Numerical Analysis of the Influence of a River on Tunnelling-Induced Ground Deformation in Soft Soil

When tunnels are constructed in coastal cities, they will inevitably undercross a river. Exploring the influence of rivers on tunnelling-induced deformation in costal soft soil is of great significance for controlling excessive settlement and protecting surrounding buildings. This paper presents a case study of twin tunnels undercrossing a river in soft soil in Hangzhou, China. The soft soil of Hangzhou refers to cohesive soil in a soft plastic or fluid plastic state with high natural water content, high compressibility, low bearing capacity, and low shear strength. Considering the influence of the river, the research region was divided into two parts, inside and outside the river-affected area, based on monitoring data of the Zizhi Tunnel. The development law of surface settlement is divided into three stages. In the first and second stages, the surface settlement within and outside the river-affected area showed a similar trend: the settlement increased and the growth rate of settlement in the second stage was smaller within the river-affected area. In the third stage, the surface settlement continued to increase within the river-affected area, while it converged outside the river-affected area. Within the river-affected area, there was an asynchronization of the sinking rate and stability of vault settlements and surface settlements. A numerical model was established by simulating different reinforcements of the tunnel. The numerical model revealed that the ground movement is influenced by the distribution and amount of the excess pore water pressure.
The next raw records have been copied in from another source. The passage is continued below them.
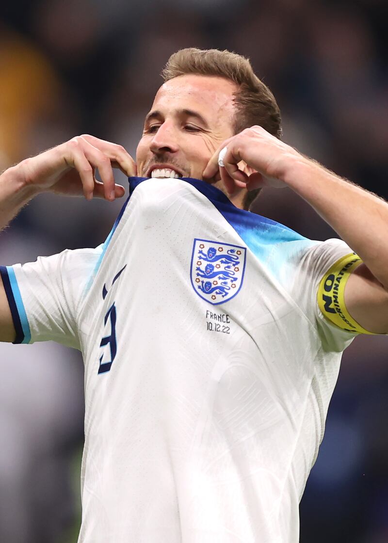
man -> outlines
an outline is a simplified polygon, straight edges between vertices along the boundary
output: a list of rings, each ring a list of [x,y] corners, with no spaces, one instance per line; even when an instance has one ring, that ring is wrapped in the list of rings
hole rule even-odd
[[[84,135],[3,174],[3,225],[41,192],[122,196],[112,166],[130,197],[103,245],[2,269],[1,339],[83,352],[79,541],[295,543],[341,352],[388,331],[388,206],[276,137],[246,59],[164,77],[136,164]],[[266,179],[345,242],[242,209]]]

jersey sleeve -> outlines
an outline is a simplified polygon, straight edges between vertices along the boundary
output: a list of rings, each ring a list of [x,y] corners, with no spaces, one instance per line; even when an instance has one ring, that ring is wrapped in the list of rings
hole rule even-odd
[[[346,281],[361,262],[345,242],[334,238],[310,247],[298,264],[295,298],[302,301],[326,350],[343,351],[358,333],[369,333],[349,315],[343,299]]]
[[[52,340],[80,349],[78,317],[101,253],[101,247],[66,250],[0,267],[16,332],[14,343]]]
The excess pore pressure was concentrated mostly in the range of 1.0Ht–3.0Ht (Ht is the tunnel height) before the tunnel face, especially within the river-affected area. Inside the river-affected area, the dissipation of excess pore water pressure needs more time, leading to slow stabilization of surface settlement. When undercrossing a river, a cofferdam is necessary to reduce excessive ground deformation by dispersing the distribution of excess pore water pressure.